Few phrases in the lexicon of American politics are more brazenly undemocratic than "legalized monopoly." The phrase conjures images of failed nation states and robber-baron America in the 1890s. Government-backed corporations abuse vital resources with impunity, hiking fees and scamming customers with glee as the government pretends things are cool. That sort of company is straight out of Daniel Plainview's America.
If that seems like an exaggeration, allow us to point you to the recent actions of Florida Power and Light, the only provider of electricity in Eastern and Southern Florida. It's been a straight-up shameful year for FPL: After spending most of 2016 wasting more than $8 million on a failed campaign designed to trick consumers into giving up their rights to solar panels, FPL is now patting itself on the back by hiking rates by $811 million dollars, despite already bringing in profits of more than $1.5 billion per year.
FPL requested a $1.3 billion rate hike at the beginning of the year. But after the company cut that request to a still-massive $811 million, the Florida Public Service Commission unanimously approved the company's request today.
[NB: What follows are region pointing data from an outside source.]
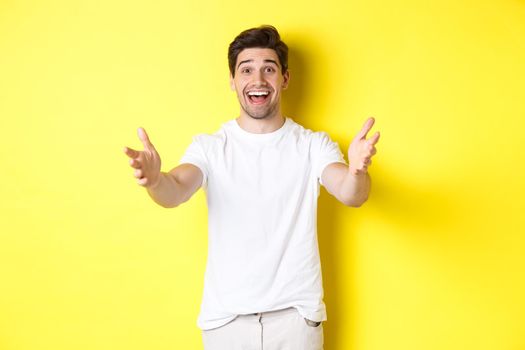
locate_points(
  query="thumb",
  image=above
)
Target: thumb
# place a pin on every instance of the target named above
(366, 128)
(143, 136)
(373, 140)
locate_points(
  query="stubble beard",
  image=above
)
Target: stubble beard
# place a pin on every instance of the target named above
(261, 114)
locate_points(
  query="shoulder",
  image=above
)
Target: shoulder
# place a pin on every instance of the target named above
(314, 137)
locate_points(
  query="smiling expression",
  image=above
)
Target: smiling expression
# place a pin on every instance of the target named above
(258, 82)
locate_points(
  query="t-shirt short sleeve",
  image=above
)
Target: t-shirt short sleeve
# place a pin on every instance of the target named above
(195, 155)
(329, 152)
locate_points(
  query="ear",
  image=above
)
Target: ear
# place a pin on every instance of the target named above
(286, 79)
(232, 83)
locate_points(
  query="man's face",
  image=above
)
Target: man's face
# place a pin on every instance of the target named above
(258, 82)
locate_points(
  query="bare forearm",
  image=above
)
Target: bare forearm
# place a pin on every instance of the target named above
(354, 188)
(167, 192)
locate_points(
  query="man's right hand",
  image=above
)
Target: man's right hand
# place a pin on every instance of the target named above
(146, 163)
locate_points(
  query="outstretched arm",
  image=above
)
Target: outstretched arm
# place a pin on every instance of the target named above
(351, 184)
(166, 189)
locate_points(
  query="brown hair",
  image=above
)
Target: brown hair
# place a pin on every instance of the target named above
(265, 37)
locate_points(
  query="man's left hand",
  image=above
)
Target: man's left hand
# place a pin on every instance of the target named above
(361, 150)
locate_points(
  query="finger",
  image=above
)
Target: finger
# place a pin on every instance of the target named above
(143, 136)
(366, 128)
(138, 173)
(135, 163)
(131, 152)
(143, 181)
(373, 140)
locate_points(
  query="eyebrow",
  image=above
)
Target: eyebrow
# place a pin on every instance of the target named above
(266, 61)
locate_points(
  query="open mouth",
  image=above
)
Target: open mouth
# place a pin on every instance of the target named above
(258, 97)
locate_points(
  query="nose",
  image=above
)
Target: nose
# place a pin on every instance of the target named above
(258, 78)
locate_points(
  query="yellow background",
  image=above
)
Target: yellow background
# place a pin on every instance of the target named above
(434, 260)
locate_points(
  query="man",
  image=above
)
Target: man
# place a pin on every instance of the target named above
(262, 174)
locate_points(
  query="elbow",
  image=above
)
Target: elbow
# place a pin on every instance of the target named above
(355, 202)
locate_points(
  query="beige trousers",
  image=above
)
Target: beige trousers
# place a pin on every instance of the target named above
(276, 330)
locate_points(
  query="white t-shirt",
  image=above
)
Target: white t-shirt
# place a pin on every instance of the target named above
(262, 192)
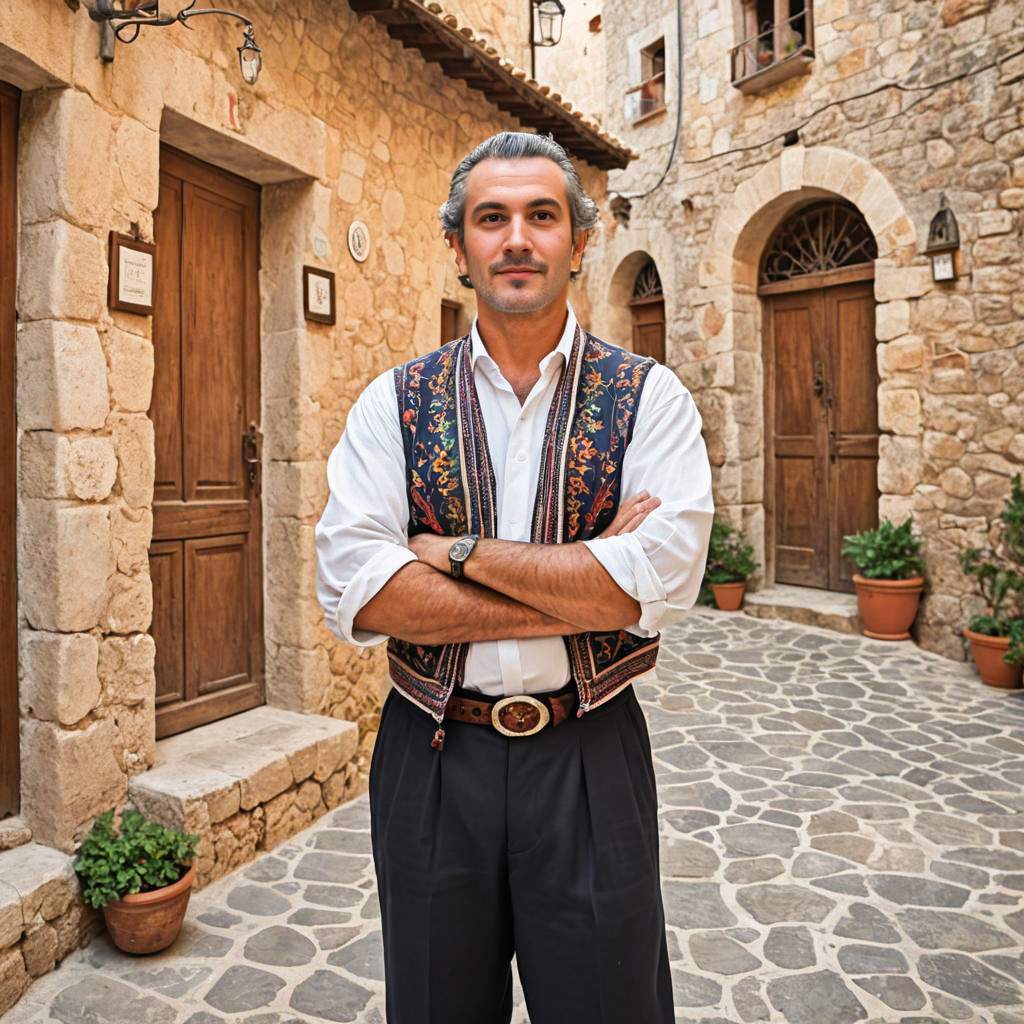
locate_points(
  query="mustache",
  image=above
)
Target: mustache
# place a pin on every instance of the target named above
(527, 264)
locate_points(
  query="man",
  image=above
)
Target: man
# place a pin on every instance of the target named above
(517, 513)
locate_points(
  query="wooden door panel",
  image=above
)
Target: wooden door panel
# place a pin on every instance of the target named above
(215, 349)
(207, 519)
(167, 572)
(798, 439)
(854, 421)
(9, 759)
(217, 585)
(648, 328)
(166, 406)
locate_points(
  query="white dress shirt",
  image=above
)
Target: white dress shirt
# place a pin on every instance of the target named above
(361, 539)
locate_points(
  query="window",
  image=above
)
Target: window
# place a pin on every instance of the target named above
(648, 97)
(777, 38)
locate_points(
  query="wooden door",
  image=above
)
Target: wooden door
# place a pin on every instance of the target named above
(822, 437)
(648, 327)
(206, 558)
(8, 440)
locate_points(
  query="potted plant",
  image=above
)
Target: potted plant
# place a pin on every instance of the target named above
(996, 635)
(141, 878)
(890, 580)
(730, 564)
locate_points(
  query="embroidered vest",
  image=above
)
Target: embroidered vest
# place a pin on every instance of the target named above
(452, 492)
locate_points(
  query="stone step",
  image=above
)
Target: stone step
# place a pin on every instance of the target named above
(248, 782)
(825, 608)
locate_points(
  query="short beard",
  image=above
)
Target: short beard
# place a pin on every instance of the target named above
(526, 303)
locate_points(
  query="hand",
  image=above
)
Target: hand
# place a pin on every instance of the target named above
(631, 513)
(432, 549)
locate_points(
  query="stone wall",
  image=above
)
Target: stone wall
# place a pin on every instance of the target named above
(344, 123)
(904, 99)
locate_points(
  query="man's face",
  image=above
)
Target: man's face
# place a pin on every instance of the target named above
(518, 247)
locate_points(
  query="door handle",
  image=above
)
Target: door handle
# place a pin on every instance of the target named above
(252, 456)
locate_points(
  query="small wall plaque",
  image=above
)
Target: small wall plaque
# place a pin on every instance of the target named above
(317, 295)
(131, 274)
(358, 241)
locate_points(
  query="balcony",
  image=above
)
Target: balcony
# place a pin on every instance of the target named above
(781, 50)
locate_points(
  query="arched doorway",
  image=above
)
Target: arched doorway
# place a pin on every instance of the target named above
(816, 283)
(647, 309)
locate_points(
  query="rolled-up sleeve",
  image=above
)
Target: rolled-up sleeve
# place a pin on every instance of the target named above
(361, 539)
(660, 564)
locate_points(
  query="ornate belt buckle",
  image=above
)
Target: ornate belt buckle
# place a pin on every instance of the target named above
(519, 716)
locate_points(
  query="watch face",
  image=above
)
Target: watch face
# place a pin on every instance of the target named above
(461, 549)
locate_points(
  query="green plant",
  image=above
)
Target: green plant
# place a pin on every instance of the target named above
(143, 856)
(887, 552)
(999, 572)
(730, 558)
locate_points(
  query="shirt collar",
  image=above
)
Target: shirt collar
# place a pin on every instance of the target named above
(564, 346)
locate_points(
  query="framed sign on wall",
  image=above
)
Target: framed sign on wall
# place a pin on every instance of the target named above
(317, 295)
(132, 264)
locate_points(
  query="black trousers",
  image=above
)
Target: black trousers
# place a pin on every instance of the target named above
(545, 846)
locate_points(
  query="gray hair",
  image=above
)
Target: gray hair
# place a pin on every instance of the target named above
(518, 145)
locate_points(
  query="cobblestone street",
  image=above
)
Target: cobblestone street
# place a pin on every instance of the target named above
(843, 827)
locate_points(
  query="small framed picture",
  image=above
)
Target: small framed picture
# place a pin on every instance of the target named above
(317, 295)
(132, 265)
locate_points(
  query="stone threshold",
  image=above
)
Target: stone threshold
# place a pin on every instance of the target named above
(248, 782)
(806, 605)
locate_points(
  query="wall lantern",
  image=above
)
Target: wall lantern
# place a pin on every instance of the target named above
(122, 19)
(545, 27)
(943, 241)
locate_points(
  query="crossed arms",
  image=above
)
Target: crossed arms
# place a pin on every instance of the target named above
(641, 574)
(509, 590)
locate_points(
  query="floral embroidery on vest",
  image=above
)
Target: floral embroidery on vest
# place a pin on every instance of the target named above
(452, 492)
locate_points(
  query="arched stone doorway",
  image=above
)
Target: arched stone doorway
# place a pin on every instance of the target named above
(647, 310)
(821, 438)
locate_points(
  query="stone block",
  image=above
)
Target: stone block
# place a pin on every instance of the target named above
(136, 151)
(64, 273)
(69, 778)
(13, 978)
(297, 678)
(902, 283)
(903, 353)
(91, 468)
(66, 558)
(43, 878)
(42, 465)
(296, 488)
(892, 320)
(900, 464)
(131, 532)
(297, 363)
(130, 360)
(59, 679)
(129, 603)
(994, 222)
(899, 410)
(39, 949)
(61, 378)
(11, 921)
(65, 132)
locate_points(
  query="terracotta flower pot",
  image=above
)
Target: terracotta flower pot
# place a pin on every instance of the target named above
(988, 653)
(146, 923)
(729, 596)
(888, 606)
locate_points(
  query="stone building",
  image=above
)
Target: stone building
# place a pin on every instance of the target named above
(161, 643)
(772, 235)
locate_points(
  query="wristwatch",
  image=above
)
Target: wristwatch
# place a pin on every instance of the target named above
(460, 551)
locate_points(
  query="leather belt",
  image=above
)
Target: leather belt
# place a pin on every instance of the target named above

According to the Miami Herald, FPL's monthly charges will jump by $400 million this January, and then another $411 million over the following three years. For the average consumer using 1,000 kilowatt-hours of electricity per month, the bill will eventually jump by about $10 per month, or roughly $120 per year.
Critics of the rate hike say FPL is bilking consumers out of money just because nobody will stop them: Newly elected State Senator Jose Javier Rodriguez tells New Times he faults the Public Service Commission, even more than FPL itself.
"Taking a step back, you need to look at the regulated monopoly system," Rodriguez says. "This hurts the environment, it hurts democracy. If you want to be upset, you should be more upset with the Public Sevice Commission, whose job it is to protect the public. They do anything but, and have a history of rubber-stamping anything FPL asks for." If anything, he added, FPL should be "demanding a decrease in rates."
AARP Florida's State Director Jeff Johnson also condemned the rate increase, saying in a news release that the rate increase "sets the precedent for other publicly owned utility companies to ask for unwarranted and outrageous increases."
Cruelly, FPL isn't asking for extra money because it's struggling to make ends meet. By almost any account, the increase is motivated by corporate greed, and little else: FPL earned more than $1.6 billion in profits last year, and the rate increase will send that number even further skyward.
"This is pure profit," Rodriguez says. He insisted that FPL is simply too large a company, and that in order for voters to effectively control their own utility companies, energy monopolies need to be broken up.
In the meantime, FPL is vomiting money at projects the public either doesn't need, or actively hates. Critics say the company is using its huge, government-approved profit pool to build backup natural gas generators for no real reason.
The scandals soar skyward from there: it was revealed this year that FPL's Turkey Point Power Plant is pumping polluted water straight into Biscayne Bay, an issue FPL all but refuses to fix. Environmental groups then sued FPL over the leak.
But most brazenly, FPL, along with the rest of Florida's regulated-monopoly energy companies, spent a full year dumping millions into a failed campaign to straight-up trick voters into undermining their rights to solar power. Energy companies spent more than $20 million supporting Amendment 1, forking over cash alongside entities owned by the Koch Brothers and ExxonMobil. The amendment said it would give voters the right to install solar panels in their homes. Had a layperson read this year's ballot without any outside knowledge, the initiative would have seemed like a boon for green energy.
But voters already have the right to their own solar panels, which meant the amendment's promise was totally useless. The rest of the measure's fine print gave companies like FPL much greater control over solar power in the Sunshine State. Thankfully, the measure failed. If FPL wants to save millions, it could just stop funding malicious campaigns to hamstring its own consumers.
"It's even more infuriating that the request is coming at this particular moment, after they spent millions of dollars they’ve taken from customers on a campaign that has been outed explicitly to trick the voters," Rodriguez said.
FPL has long been accused of standing on Tallahassee's neck, and nowhere was that adage clearer than at today's Public Service Commission meeting, which just served as an echo chamber for FPL to congratulate itself. According to the Herald, the Commission did not address any of the concerns the public raised over FPL's money grab: Instead, Commission Chair Julie Brown commended FPL for the "smart, prudent decisions" it's made this year to keep rates low. Astoundingly, another commissioner, Ronald Brise, even said he supported the rate-hike in order to make sure that FPL's "pockets won't be injured." And so, New Times salutes the Commission for bravely defending the pockets of billionaire profiteers from the greedy hands of poor people once again.